Bentley CEO Wolfgang Durheimer has been boasting about Bentley’s plans to get into the luxury ute segment since first published exclusive details about the program last August.  When Durheimer took over the maker last year, the project took priority over previous plans to develop a slightly down-market version of the popular Bentley Continental line.  But the crossover-based ute will use many of the basic Continental underpinnings, anyway.

The ute will give Bentley a third model range and could mean a significant expansion in demand for a brand that peaked at about 10,000 units annually just before the global economic crash.  According to reports, Bentley is looking for the SUV to generate from 3,500 to 5,000 additional sales annually.

Bentley has tried to salve the concerns of environmentalists by boosting the overall fuel economy of its line-up by at least 20% over the next several years.  It recently added a new V-8 to the Continental range that is downright fuel efficient – at least when compared to the classic Bentley V-12.  And its latest powertrains are dual-fuel capable, albeit few Bentley buyers – or drivers of any brand, for that matter – have been filling up on E-85 ethanol.

The maker has suggested it would consider a hybrid option – clearly tapping into the expertise of its parent, Volkswagen AG.  But the idea of going plug-in hybrid is particularly intriguing.

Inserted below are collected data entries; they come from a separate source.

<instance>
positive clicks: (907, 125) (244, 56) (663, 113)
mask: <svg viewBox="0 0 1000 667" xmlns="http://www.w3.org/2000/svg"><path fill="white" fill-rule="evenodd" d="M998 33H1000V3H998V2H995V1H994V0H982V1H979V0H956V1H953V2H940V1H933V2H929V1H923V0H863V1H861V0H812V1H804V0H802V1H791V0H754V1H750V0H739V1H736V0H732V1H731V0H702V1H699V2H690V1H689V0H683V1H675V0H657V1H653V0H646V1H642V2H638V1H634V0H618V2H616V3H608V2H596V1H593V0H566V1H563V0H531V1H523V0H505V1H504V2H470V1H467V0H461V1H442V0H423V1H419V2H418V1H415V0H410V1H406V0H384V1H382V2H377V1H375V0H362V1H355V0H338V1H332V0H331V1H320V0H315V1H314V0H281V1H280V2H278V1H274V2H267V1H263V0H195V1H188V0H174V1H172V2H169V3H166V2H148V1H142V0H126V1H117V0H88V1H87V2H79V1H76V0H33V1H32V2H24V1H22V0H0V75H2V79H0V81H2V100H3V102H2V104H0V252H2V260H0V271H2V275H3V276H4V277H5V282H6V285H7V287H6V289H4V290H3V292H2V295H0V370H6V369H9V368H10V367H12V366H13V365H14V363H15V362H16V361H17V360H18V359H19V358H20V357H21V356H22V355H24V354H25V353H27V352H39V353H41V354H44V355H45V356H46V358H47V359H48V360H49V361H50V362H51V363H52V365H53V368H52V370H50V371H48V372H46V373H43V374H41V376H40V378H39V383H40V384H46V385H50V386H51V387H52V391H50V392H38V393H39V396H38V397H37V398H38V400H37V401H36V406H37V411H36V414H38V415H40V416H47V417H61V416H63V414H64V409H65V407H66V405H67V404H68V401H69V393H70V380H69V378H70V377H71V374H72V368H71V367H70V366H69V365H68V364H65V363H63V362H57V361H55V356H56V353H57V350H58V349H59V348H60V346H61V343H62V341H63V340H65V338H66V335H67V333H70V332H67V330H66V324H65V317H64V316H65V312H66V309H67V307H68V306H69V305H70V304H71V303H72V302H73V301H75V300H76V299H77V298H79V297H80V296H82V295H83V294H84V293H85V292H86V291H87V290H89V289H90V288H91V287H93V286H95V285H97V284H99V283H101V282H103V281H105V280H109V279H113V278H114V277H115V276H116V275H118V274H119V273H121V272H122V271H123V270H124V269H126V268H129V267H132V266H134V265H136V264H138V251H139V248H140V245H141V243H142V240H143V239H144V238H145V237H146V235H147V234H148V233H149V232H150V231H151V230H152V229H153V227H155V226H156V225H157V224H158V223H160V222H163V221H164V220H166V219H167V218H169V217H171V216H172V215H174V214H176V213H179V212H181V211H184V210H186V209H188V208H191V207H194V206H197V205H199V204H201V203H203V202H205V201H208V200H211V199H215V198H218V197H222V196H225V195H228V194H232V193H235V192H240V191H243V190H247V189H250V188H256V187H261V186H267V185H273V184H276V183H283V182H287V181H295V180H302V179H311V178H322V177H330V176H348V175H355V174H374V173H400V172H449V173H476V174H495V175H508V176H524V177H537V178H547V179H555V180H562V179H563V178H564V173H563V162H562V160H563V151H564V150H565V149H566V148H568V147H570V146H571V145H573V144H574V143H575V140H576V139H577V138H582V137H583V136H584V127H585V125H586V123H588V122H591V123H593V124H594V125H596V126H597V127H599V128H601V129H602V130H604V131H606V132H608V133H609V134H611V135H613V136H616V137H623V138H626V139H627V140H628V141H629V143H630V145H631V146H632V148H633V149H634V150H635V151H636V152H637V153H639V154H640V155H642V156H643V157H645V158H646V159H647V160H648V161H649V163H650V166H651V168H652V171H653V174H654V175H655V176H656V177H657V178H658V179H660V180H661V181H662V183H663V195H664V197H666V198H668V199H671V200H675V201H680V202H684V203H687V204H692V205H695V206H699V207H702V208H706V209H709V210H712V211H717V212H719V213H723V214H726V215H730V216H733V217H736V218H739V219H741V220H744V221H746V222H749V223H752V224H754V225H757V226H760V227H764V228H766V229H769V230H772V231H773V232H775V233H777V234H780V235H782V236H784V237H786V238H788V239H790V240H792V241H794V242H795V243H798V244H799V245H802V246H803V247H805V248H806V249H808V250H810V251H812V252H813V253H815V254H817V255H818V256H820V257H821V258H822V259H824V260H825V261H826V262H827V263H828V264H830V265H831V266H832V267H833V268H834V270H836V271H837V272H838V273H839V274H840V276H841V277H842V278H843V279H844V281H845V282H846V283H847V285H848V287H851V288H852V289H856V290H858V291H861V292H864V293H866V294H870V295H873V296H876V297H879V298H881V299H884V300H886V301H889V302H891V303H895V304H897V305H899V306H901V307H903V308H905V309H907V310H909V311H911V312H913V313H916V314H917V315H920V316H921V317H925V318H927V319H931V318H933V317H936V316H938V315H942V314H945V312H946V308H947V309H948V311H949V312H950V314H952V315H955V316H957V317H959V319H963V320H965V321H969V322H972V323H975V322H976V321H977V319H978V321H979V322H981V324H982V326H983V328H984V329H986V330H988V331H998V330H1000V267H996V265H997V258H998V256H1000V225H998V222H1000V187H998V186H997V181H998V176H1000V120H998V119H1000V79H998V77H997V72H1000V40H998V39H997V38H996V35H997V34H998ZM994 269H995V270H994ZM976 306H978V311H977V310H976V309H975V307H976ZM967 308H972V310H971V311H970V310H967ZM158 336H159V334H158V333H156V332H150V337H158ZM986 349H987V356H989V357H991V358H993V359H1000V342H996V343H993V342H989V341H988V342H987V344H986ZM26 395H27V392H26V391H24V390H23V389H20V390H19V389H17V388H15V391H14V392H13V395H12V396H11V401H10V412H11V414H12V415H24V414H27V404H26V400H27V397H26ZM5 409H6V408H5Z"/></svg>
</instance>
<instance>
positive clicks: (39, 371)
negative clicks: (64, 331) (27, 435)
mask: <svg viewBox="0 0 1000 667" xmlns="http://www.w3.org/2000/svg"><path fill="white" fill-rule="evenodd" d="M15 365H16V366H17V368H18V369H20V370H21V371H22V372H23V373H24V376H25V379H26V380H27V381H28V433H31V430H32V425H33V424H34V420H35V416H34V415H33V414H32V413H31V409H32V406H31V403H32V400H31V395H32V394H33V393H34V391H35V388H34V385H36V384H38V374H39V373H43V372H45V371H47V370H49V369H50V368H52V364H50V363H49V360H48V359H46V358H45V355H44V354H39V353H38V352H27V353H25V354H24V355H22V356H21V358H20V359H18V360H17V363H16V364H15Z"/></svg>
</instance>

Specifics likely won’t be released until Geneva, so it’s not clear what the battery portion of the drivetrain will be mated to but it’s unlikely the maker would migrate to something smaller than a V-8, at least not if there’s serious production intent.

While skeptics might dismiss the idea of a Bentley plug-in as a pure PR stunt, Durheimer previously indicated battery power does offer some advantages to the brand.  Like the rest of the industry, Bentley has to deal with not only increasing mileage standards but limits being placed on the use of conventional, gas-powered automobiles.  London, for example, taxes vehicles entering the central city, while other cities are considering outright bans.

The British capital waves the fee for vehicles running on battery power, however, and places like Paris have suggested battery-powered vehicles would get a pass, as well.  So, for luxury buyers, being able to switch to electric propulsion would have a practical purpose – even if they weren’t worrying about the price of petrol.